HYDERABAD, India: A group of Indian scientists who have been working on understanding changes happening to the coronavirus that causes COVID-19 has found that some structures of the virus are undergoing changes that show that the virus, in India, is diverging from the Wuhan strain, foreign media reported on Wednesday.
Scientists also cautioned that the overall low testing rate in the country and a smaller number of genome submissions are emerging as major bottlenecks in the assessment of the evolution of SARS-CoV-2 in India.
According to Dr Syed E Hasnain, vice-chancellor of Jamia Hamdard and a former head of the city-based Centre for DNA Fingerprinting and Diagnostics, the group studied approximately 4,000 SARS-CoV-2 sequences available in public databases, including strains sequenced in India.
“Other studies focused majorly on the genomic aspect of the virus. Our study evaluated both genomic as well as functional aspects of the virus in the Indian and global scenario. Large-scale analysis revealed significant changes in some proteins of the virus. We also focused on conserved proteins that can be targeted as potential diagnostic and intervention candidates,” Dr Hasnanin said.

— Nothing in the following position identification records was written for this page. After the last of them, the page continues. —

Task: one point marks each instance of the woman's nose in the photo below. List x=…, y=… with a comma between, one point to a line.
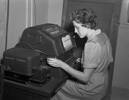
x=75, y=30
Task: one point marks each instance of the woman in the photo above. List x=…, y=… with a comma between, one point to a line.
x=96, y=56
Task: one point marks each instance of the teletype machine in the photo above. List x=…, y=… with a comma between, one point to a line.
x=26, y=65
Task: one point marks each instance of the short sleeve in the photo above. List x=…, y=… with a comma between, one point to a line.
x=92, y=55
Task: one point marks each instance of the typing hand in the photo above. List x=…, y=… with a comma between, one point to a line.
x=55, y=62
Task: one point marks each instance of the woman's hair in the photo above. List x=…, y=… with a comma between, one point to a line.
x=85, y=16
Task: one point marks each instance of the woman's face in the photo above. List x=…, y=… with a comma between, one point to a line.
x=80, y=30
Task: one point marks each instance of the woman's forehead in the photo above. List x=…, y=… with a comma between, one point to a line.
x=76, y=24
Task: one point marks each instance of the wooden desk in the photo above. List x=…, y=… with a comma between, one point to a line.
x=18, y=91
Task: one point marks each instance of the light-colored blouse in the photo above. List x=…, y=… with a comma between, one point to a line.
x=97, y=51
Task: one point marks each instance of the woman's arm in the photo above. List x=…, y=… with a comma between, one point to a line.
x=81, y=76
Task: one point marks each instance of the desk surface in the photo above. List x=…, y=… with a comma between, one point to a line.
x=47, y=89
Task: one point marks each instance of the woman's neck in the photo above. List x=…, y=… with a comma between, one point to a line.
x=92, y=34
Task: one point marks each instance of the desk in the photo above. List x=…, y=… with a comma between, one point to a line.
x=18, y=91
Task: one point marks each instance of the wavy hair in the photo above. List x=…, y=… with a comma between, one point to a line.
x=86, y=17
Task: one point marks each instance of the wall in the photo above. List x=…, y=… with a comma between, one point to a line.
x=3, y=16
x=121, y=71
x=55, y=11
x=41, y=11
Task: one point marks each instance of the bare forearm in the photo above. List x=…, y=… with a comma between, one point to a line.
x=81, y=76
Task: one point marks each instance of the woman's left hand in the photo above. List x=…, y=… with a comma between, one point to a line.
x=56, y=62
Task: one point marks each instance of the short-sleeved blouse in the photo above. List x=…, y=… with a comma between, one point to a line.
x=97, y=54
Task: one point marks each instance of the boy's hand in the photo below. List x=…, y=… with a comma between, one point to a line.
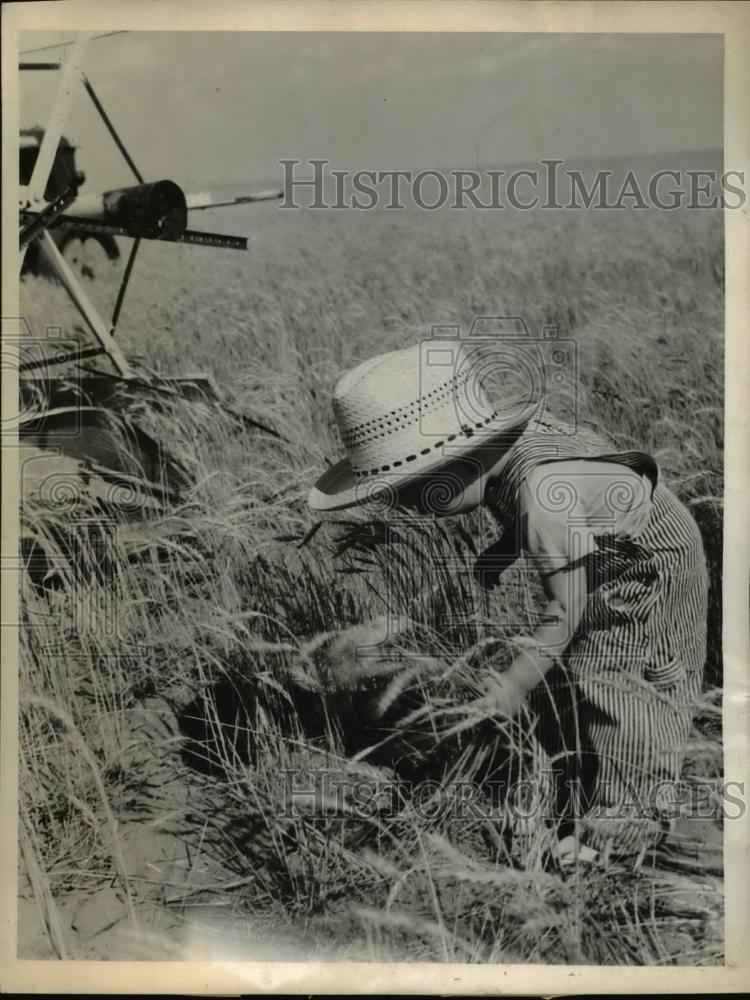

The study by Jamia Hamdard, a deemed to be University in New Delhi, the United Kingdom-based BioInception Labs Pvt Ltd., an R&D company focused on drug discovery and diagnostics, and Hyderabad based Envirozyme Biotech Pvt Ltd. (India), an applied R&D biotech company, started looking at possible reasons why India, having the second largest population in the world, reported just 2 per cent cases and 0.9 per cent mortalities of the worldwide cases of COVID-19.
While global death average is 40 deaths per million, as on May 17, in India it was 2 per million. “We began investigating possible reasons for this,” Dr Hasnain said.
Dr Hasnain explained that open reading frames (ORF) are responsible for protein production in an organism. SARS-CoV-2 has 12 ORFs and based on the mutational analysis of these ORFs, they found that their data suggests crucial mutations in Indian isolates, which may affect infectivity of SARS-CoV-2 in the Indian population. The Indian samples of the virus revealed that they were closer to the virus variations in China, Kuwait, Spain, Norway and Canada, indicating that these strains travelled from these countries into India. He said their study indicated that delayed restrictions enforced by India could have resulted in the different strains of virus coming into India, particularly from European hotspot regions.
“More such studies are required to understand the pathogen’s outbreak dynamics, which will eventually lead to mitigation of the disease. The low sampling rate and a smaller number of genome submissions are major bottlenecks in assessing evolution of SARS-CoV-2 in India. We hope the government will work to increase the sampling rate as well as genomic submissions for further studies,” he said.